They're also, apparently, in a bind with Comcast, their co-owners of Hulu, who are gearing up to demand Disney buy them out. Comcast is valuing it at around $70 billion, Disney values it way lower (around $20 billion by one report).

The Little Mermaid is not earning the overseas profits it needed to do, and seemingly on the second domestic weekend it also fell back (this is being blamed on the usual "racist backlash" but oh dear those racist East Asians who aren't going to see it, tsk tsk!). The fifth Indiana Jones movie is being re-cut, re-shot, scrapbooked and everything including the kitchen sink thrown at it because of the bad reception at Cannes and the vital need for it to make at least a billion when finally released.

Now the rumours begin:

(1) Disney only has $200 million in liquidity. Comcast is looking for way more, so they're looking at more layoffs, cancellation of projects, and even selling off IP and - rumoured - some of the parks?

(2) George Lucas rumoured to want to buy back Lucas Films?

It is all rumour and insider gossip at the moment and who knows how much is true at all, if any of it, but it's fun to watch in the context of Disney's fight with DeSantis and all the progressive chatter online about how DeathSantis is an idiot for taking on a company with such high-class expensive lawyers and deep pockets to fight court cases.

Looks like those pockets may not be so deep after all!

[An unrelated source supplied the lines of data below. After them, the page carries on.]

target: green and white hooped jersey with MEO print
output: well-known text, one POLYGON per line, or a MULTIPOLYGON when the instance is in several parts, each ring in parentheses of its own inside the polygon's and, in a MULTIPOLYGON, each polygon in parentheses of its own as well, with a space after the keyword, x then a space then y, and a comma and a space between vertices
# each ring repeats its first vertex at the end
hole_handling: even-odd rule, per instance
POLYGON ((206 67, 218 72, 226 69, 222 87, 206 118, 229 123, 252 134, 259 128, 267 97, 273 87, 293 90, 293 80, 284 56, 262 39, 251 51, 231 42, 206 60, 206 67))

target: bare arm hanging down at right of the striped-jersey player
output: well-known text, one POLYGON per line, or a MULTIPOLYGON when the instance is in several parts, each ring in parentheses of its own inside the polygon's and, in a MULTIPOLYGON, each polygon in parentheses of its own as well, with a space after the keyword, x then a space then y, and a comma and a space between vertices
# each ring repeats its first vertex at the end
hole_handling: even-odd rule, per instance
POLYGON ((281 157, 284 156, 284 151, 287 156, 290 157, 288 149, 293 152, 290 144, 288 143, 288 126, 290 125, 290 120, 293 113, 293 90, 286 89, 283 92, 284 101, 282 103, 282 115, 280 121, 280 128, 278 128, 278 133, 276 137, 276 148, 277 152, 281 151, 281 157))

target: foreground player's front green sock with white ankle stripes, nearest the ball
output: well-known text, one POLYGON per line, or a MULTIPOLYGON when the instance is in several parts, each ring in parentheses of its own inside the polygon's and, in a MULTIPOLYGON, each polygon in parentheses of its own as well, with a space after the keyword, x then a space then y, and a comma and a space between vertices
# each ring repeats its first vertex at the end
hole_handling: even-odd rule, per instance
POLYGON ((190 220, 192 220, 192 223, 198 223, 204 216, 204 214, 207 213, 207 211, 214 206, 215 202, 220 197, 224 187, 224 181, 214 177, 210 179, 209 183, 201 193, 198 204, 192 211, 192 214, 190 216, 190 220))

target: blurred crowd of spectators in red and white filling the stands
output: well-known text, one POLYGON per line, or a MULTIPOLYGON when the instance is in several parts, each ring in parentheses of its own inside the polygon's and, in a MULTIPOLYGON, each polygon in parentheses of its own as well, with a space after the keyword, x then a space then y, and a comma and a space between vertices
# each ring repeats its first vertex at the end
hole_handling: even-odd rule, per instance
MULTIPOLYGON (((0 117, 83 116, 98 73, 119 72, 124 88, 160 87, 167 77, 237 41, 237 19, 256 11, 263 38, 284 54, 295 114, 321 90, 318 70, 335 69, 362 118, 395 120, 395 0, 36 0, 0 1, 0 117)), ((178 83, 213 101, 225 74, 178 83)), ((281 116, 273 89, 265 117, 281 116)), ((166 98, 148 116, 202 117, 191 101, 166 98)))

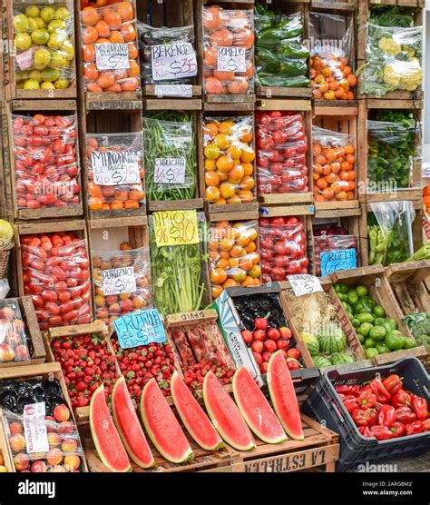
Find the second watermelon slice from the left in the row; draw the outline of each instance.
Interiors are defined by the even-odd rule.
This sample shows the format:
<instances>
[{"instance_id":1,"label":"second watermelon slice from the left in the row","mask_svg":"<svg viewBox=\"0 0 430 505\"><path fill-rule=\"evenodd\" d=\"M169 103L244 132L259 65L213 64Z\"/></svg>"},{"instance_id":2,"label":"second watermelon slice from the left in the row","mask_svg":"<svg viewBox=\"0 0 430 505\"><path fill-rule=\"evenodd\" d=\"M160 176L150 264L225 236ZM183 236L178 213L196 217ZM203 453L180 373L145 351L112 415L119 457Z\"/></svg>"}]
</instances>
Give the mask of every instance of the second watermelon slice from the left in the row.
<instances>
[{"instance_id":1,"label":"second watermelon slice from the left in the row","mask_svg":"<svg viewBox=\"0 0 430 505\"><path fill-rule=\"evenodd\" d=\"M155 461L134 410L123 375L113 386L112 413L121 440L132 460L142 468L152 467Z\"/></svg>"}]
</instances>

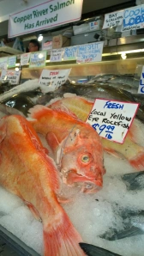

Not sure if this has been mentioned before, but on the topic of The Little Mermaid, I am extremely confused by the Rotten Tomatoes score. The "audience score" has been fixed at 95% since launch, which is insanely high. The critics score is a more-believable 67%. Note that the original 1989 cartoon - one of my favorite movies growing up, a gorgeous movie that kickstarted an era of Disney masterpieces - only has an 88% audience score. Also, Peter Pan & Wendy, another woke remake coming out at almost the same time, has an audience score of 11%. And recall that the first time Rotten Tomatoes changed their aggregation algorithm was actually in response to Captain Marvel's "review bombing", another important and controversial Disney movie.

If you click through to the "all audiences" score, it's in the 50% range. And metacritic's audience score is 2.2 out of 10. The justification I've heard in leftist spaces is that the movie's getting review bombed by people who haven't seen it. And there certainly is a wave of hatred for this movie (including from me, because the woke plot changes sound dreadful). How plausible is this? I haven't seen the movie myself, so it's possible that it actually is decent enough for the not-terminally-online normies to enjoy. But even using that explanation, how is 95% possible?

Right now I only see two possibilities:

  • Rotten Tomatoes has stopped caring about their long-term credibility, and they're happy to put their finger on the scale in a RIDICULOUSLY obvious way for movies that are important to the Hollywood machine. I should stop trusting them completely and go to Metacritic.

  • People like me who have become super sensitive to wokeness already knew they'd hate the movie and didn't see it; for the "verified" audience, TLM is actually VERY enjoyable, and the 95% rating is real.

But, to be honest, I would have put a low prior on BOTH of these possibilities before TLM came out. Is there a third that I'm missing?

Rotten Tomatoes turned off reviewing unreleased movies just before Captain Marvel came out, but claim that they "definitely" didn't change the site to protect Captain Marvel. Given how much fudging of everything has happened in the world since then, I wouldn't be surprised if they are now willing to make up review scores to protect favored films.